Inteligencia artificial generativa
GenAI, IA generativa
La inteligencia artificial generativa es la que crea contenido nuevo a partir de una instrucción: textos, imágenes, vídeo, voz o código. Aprende de grandes cantidades de material previo y produce piezas nuevas cada vez, aunque se le repita la misma orden.
Dónde aporta y dónde estorba
Rinde bien en tareas donde hay volumen y la calidad exigida es media. Generar treinta variantes de un anuncio para probarlas. Redactar las descripciones de cuatrocientas fichas de producto a partir de sus datos técnicos. Transcribir y resumir reuniones. Traducir a otro idioma un catálogo entero. Crear borradores que después alguien reescribe. Preparar imágenes de apoyo para una presentación.
Rinde mal cuando la pieza tiene que ser distinta, exacta o comprometida. Un artículo que debe aportar experiencia real, un informe con datos propios, un texto legal o cualquier contenido donde un error tenga consecuencias. En esos casos el ahorro de tiempo se paga después con revisiones o con un problema.
Hay una consecuencia de fondo que conviene entender. Cuando todo el mundo puede producir contenido correcto a coste casi nulo, el contenido correcto deja de diferenciar. Lo que gana valor es justo lo que estas herramientas no tienen: los datos propios, la experiencia de haber hecho el trabajo y el criterio para decir algo incómodo.
Los riesgos que hay que gestionar
La invención de datos es el más conocido. Estos sistemas producen afirmaciones falsas con la misma seguridad que las verdaderas, incluidas cifras, normativas y citas inexistentes. Todo dato debe comprobarse antes de publicarse.
La confidencialidad es el más ignorado. Pegar en una herramienta externa el listado de clientes, un contrato o los datos de una nómina es una cesión de datos que exige saber dónde acaba esa información.
Los derechos de autor siguen sin estar del todo resueltos, sobre todo en imágenes. Para uso comercial conviene emplear herramientas que ofrezcan cobertura legal explícita.
Y la transparencia: el reglamento europeo de inteligencia artificial obliga a identificar el contenido generado de forma sintética en determinados supuestos, y a avisar cuando alguien conversa con una máquina.
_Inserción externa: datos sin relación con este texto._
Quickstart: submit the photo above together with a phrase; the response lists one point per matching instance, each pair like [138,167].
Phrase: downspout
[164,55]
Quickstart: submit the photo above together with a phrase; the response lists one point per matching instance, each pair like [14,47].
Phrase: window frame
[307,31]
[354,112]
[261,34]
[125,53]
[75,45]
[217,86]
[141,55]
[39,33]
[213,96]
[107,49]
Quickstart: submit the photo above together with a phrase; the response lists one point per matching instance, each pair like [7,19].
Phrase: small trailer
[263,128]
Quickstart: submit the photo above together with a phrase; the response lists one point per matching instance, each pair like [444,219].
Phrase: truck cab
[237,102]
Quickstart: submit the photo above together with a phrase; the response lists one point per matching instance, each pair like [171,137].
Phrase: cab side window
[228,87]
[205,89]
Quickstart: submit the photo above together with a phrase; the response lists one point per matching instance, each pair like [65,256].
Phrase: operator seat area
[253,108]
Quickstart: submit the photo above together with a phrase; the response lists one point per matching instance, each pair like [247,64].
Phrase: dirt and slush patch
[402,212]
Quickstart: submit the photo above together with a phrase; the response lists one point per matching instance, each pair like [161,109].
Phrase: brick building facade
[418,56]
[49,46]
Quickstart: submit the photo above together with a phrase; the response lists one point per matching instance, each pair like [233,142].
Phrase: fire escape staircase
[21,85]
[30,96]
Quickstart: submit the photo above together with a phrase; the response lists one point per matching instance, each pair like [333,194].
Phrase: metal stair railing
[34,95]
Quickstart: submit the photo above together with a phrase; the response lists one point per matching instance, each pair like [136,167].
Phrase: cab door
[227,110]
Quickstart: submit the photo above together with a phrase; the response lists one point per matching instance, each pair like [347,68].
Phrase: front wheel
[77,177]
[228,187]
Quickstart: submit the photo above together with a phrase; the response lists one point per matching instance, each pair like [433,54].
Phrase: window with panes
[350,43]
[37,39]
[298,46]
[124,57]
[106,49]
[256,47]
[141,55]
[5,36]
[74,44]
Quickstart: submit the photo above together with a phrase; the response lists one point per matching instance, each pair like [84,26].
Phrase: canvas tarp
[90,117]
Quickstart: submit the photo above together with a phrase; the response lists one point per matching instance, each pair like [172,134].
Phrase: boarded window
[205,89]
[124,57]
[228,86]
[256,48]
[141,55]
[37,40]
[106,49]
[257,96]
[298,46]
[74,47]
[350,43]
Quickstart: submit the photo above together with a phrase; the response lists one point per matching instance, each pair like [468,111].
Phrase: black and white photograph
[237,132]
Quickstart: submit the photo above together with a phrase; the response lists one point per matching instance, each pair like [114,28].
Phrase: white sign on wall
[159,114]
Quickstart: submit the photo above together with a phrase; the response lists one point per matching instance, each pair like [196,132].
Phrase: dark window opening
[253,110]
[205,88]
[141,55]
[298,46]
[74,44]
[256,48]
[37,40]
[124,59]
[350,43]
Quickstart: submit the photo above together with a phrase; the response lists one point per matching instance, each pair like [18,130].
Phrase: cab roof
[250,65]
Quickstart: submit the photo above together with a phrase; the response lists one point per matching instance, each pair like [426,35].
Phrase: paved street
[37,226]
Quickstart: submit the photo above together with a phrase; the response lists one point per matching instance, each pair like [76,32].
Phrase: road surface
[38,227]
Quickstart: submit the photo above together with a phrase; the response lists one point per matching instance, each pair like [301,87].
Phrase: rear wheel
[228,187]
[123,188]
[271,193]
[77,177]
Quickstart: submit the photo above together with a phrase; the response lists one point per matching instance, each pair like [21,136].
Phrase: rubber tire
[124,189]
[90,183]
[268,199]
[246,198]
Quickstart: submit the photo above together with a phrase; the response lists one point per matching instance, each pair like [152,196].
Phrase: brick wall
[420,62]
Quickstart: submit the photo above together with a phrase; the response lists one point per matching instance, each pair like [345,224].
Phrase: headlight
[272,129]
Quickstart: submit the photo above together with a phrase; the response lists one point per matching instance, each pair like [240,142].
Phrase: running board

Ejemplo: una ferretería industrial en Zaragoza
Una empresa incorpora 2.800 referencias nuevas de un proveedor alemán. Las fichas llegan en inglés, con descripciones técnicas escuetas y sin nada que ayude a decidir. Redactarlas a mano costaría, a quince minutos por ficha, unas 700 horas.
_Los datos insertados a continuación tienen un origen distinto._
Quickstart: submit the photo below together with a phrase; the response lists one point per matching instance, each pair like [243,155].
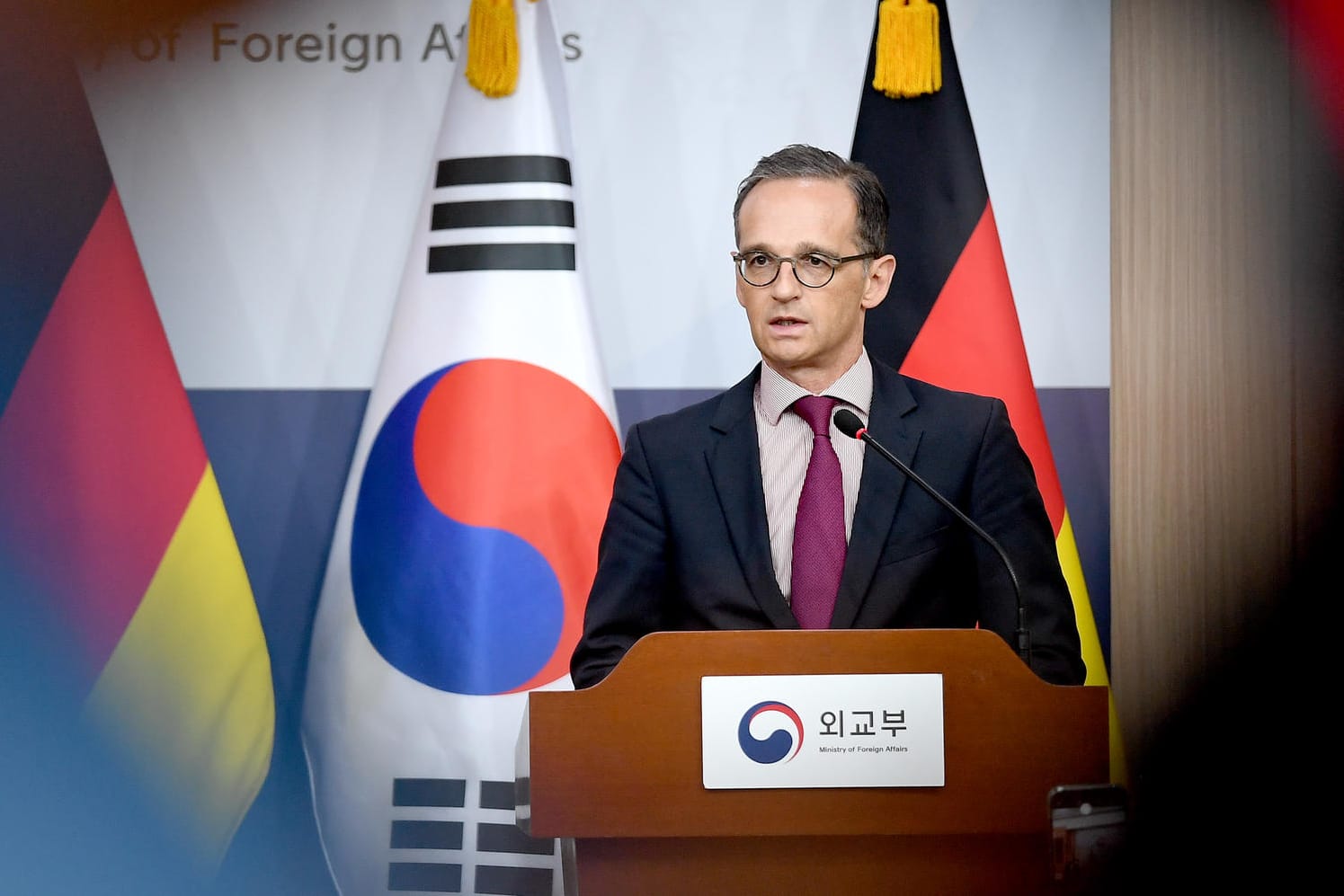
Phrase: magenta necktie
[819,543]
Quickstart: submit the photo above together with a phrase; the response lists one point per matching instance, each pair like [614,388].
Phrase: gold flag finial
[492,48]
[909,62]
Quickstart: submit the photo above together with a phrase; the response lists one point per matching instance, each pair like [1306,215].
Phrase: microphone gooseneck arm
[850,423]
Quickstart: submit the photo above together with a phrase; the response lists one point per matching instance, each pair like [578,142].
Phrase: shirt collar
[854,388]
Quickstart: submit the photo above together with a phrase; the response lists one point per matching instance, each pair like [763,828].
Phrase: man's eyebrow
[801,249]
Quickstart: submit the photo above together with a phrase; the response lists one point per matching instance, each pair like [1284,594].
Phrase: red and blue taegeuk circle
[476,526]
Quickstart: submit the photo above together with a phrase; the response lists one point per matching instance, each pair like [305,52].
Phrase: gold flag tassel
[909,62]
[492,48]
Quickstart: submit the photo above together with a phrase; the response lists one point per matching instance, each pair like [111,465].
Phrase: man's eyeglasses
[812,269]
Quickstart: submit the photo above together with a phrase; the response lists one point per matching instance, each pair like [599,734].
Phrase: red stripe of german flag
[949,317]
[111,516]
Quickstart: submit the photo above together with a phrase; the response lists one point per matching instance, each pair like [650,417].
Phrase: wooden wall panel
[1224,364]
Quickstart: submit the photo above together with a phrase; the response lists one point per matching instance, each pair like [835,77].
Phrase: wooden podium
[617,767]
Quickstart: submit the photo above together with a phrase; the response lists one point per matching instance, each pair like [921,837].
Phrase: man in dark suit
[702,527]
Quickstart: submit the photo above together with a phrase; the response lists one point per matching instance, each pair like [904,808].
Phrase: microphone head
[849,423]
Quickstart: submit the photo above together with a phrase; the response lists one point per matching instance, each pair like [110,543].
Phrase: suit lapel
[734,462]
[880,491]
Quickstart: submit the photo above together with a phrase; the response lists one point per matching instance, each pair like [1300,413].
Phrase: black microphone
[850,423]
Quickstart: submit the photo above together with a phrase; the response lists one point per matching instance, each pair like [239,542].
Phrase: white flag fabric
[467,539]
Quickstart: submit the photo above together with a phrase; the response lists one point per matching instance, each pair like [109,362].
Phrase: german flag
[949,317]
[111,524]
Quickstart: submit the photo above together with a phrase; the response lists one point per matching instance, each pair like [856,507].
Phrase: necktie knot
[816,412]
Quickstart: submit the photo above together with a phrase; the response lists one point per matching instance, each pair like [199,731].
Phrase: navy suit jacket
[687,547]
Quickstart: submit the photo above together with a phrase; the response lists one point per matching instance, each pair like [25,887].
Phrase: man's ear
[879,279]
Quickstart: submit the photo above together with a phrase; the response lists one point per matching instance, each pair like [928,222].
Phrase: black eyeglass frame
[739,258]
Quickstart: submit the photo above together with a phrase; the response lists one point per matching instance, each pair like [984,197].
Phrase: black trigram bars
[445,834]
[502,212]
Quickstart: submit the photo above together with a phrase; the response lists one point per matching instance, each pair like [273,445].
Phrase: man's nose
[787,287]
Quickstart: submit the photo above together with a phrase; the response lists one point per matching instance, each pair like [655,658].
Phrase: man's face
[809,336]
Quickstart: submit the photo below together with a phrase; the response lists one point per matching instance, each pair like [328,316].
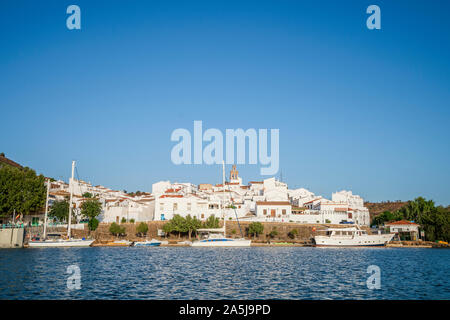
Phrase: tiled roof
[402,222]
[273,203]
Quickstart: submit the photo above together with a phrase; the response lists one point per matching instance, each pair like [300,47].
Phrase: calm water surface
[224,273]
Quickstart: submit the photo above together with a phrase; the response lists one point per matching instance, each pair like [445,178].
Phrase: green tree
[21,190]
[93,224]
[192,225]
[91,209]
[255,229]
[60,210]
[211,222]
[168,228]
[435,221]
[179,225]
[293,233]
[142,229]
[116,230]
[273,233]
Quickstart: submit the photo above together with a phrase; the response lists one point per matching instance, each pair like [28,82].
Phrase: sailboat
[216,237]
[69,241]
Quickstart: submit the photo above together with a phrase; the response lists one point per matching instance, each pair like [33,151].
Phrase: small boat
[216,237]
[351,237]
[55,243]
[146,243]
[56,240]
[118,243]
[219,240]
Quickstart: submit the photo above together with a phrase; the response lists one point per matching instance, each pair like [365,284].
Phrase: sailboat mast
[223,184]
[46,209]
[70,202]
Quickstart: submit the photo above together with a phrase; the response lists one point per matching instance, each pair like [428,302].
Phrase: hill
[375,208]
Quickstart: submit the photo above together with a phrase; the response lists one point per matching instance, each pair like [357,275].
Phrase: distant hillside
[376,208]
[6,161]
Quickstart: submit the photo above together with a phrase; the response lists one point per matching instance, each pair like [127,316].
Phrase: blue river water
[225,273]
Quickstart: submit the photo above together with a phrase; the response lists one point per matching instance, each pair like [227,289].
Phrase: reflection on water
[224,273]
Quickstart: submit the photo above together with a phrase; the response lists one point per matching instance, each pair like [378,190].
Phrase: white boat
[216,237]
[219,240]
[69,242]
[146,243]
[351,237]
[60,243]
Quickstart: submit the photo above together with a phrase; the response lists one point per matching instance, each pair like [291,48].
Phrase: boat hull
[222,243]
[147,244]
[60,243]
[361,241]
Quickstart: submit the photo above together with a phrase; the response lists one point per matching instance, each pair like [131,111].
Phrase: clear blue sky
[357,109]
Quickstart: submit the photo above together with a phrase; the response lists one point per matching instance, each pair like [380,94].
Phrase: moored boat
[57,240]
[50,243]
[216,238]
[118,243]
[351,237]
[147,243]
Se monta un proceso mixto. Un sistema generativo produce el primer borrador de cada ficha a partir de los datos técnicos, con un formato fijo: para qué sirve, en qué materiales, compatibilidades y un aviso de uso. El jefe de almacén, con treinta años de oficio, revisa por lotes y corrige lo que no encaja con la realidad del trabajo.
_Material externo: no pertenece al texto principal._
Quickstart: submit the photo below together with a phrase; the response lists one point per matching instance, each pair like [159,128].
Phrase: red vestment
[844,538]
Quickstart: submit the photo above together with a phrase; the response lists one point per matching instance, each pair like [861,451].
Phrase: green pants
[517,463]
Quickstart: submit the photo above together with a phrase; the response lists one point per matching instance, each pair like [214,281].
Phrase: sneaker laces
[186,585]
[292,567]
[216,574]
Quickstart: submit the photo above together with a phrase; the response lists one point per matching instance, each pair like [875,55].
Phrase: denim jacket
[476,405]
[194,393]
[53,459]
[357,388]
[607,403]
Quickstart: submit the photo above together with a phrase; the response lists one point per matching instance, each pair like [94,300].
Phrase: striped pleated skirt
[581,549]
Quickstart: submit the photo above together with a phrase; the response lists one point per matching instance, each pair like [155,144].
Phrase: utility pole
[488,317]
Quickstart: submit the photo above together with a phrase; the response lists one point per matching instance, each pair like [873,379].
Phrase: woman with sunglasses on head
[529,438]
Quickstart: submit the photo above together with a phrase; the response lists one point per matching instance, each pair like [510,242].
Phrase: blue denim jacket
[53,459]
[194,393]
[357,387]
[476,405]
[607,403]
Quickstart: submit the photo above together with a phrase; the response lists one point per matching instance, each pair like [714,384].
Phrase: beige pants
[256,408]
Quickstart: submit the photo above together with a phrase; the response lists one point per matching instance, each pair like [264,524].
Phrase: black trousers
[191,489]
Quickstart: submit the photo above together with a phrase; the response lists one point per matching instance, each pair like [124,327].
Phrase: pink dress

Las 300 referencias con más rotación reciben además un párrafo escrito enteramente por él con los errores habituales de instalación, información que ningún sistema podía inventar.
El catálogo completo se publica en siete semanas en lugar de en cinco meses. Las fichas revisadas a mano convierten cuatro veces mejor que las de borrador simple, lo que confirma dónde estaba el valor y dónde el ahorro.